У Ксении с ее папой комната была одна. Им в общем-то хватало, а потом, когда папа умер, комната оказалась в ее единоличном распоряжении.
Всю свою жизнь Ксения ненавидела этот дом и эту комнату, потому что они делали ее не как все.
Другие дети могли позвать приятелей по уличным играм к себе домой; там можно было играть в «Монополию» или смотреть «Джуманджи», или, болтая, сидеть на уютной кухне, где мамы этих детей готовили что-нибудь вкусненькое.
К себе в гости она кого-либо звать стеснялась.
В ее доме не было кодового замка, и первое, что видели входившие в дом люди — это грязная обшарпанная парадная с исписанными матом стенами. Лифта тоже не было: в те времена, когда строился этот дом, о таком техническом чуде, как лифт, даже не мечтал никто. Звонок в квартиру был срезан, из дырки в стене жалко торчали два провода. В прихожей всегда царил полумрак — проводка была испорчена, и соседи по квартире отказывались вызывать электрика — и пахло пылью и чем-то кислым, грязным.
Сидеть и болтать с друзьями на кухне тоже не получалось. Тут стояла газовая колонка начала двадцатого века, крайне своевольная, создававшая множество проблем как при нагреве воды, так и при готовке. Еще тут жили тараканы. С проводкой на потолке кухни дела обстояли примерно так же, как в прихожей, и темноту разгоняло лишь голубоватое мерцание телевизора. Иногда включенный телевизор создает эффект уюта, пусть и слабенький, здесь же все было наоборот: он всегда работал неизвестно для кого и неизвестно зачем и только усиливал ощущение безнадеги, разливавшееся по квартире точно застоявшаяся болотная вода.
В их с папой комнате все было не так плохо: например, там имелось большое эркерное окно с широким подоконником, которое Ксении очень нравилось. Но в оконной раме было множество щелей, сквозь которые дуло, и в комнате вечно стоял холод. И обои были старые, некрасивые, и отходили от стен в некоторых местах после того, как их несколько раз залили соседи сверху. Под потолком чернела ажурная плесень.
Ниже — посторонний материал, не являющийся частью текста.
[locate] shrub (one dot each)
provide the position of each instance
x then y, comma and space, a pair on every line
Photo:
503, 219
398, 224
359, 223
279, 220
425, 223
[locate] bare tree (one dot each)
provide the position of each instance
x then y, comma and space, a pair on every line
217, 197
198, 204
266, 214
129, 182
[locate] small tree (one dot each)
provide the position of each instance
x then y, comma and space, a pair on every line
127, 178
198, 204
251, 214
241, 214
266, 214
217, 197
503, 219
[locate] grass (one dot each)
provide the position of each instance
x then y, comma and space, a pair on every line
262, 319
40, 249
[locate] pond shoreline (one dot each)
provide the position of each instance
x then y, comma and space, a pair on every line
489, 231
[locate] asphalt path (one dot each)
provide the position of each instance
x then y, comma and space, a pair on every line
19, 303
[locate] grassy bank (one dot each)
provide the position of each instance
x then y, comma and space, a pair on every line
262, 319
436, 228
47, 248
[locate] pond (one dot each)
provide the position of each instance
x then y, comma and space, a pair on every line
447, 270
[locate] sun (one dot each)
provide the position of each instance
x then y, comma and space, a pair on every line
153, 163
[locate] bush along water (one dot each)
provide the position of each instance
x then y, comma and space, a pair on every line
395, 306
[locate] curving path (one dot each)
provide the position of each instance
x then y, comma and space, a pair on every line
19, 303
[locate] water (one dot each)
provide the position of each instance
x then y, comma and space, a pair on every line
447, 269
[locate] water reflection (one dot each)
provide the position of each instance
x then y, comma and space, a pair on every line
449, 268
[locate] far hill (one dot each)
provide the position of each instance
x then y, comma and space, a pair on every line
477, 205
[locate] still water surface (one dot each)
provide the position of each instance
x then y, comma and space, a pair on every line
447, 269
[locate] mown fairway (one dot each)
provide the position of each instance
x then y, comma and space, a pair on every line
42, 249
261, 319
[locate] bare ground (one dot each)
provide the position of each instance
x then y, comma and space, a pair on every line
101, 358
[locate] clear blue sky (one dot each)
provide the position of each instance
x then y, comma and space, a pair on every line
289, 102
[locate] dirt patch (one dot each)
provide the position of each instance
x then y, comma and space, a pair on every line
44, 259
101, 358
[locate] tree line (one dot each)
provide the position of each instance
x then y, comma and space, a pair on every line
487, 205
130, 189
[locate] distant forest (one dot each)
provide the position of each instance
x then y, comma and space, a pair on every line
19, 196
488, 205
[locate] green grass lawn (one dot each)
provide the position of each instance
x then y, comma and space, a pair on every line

Были у дома и кое-какие другие особенности, от которых гостям становилось не по себе…
В конце концов Ксении надоели косые взгляды и неловкое молчание, и она перестала приглашать друзей в гости. Возможно, дело было не только в доме: она все чаще ловила себя на том, что не знает, о чем говорить со всеми этими людьми. Она утешалась придумыванием историй про счастливых беззаботных девочек, в основном блондинок, у которых был красивый дом с уютной кухней и много друзей. Выдуманные друзья говорили только то, что ей хотелось слышать, и послушно замолкали, как только она от них уставала — как попугай, чью клетку накрывают покрывалом, — а в жизни все было не так просто. Сначала она стала слишком робкой для уличных игр, потом — слишком странной для дружбы с однокурсниками из института, потом — слишком холодной, чтобы поддерживать отношения с коллегами по работе.
А с квартирой — свыклась.
Может, дело было в усталости, но как-то незаметно для себя она пришла к выводу, что это все-таки дом, а не застенок. И даже тараканы с кухни со временем куда-то делись.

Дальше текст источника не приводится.